7.  In-fighting and petty ego-tripping must be put aside so that the greatest good can be accomplished for the greatest number of public housing residents and Norfolk-Hampton Roads’other citizenry. More public housing residents, broader based and/or opinionated, need to be seated at the “solution table.” We need to remember that “all of us are smarter than anyone of us.”

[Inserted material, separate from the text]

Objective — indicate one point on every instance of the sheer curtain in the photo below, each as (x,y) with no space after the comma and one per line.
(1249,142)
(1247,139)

8.  Businesses and Corporate Hampton Roads, particularly the power brokers and captains of industry, must be(come) involved, committed and a resource for resolutions.  They need to fully understand that they, too, have a stake in all this – that the strongest chain is only as strong as the weakest link.

 

Serious thought must be given to the economic and demographic integration of public housing residents.  This might prove to be the “biggest obstacle” for the leadership and citizenry of Hampton Roads to overcome.  However, if we are truly serious about resolving our present (and future) public housing dilemma, this approach needs to be profoundly scrutinized and courageously considered.

 

To do what must be done, we have our work cut out for us.  It will not be easy, but it can be done.  If we are truly serious about helping and uplifting our public housing citizenry, these suggestions and recommendations will be a “giant step” in the right direction.

 

In summary, we need to work together, compassionately and collaboratively, if this monumental feat is to be accomplished for the betterment of us all.  All that remains is for us to put our words and ideas into actions and deeds. Together, we can do it.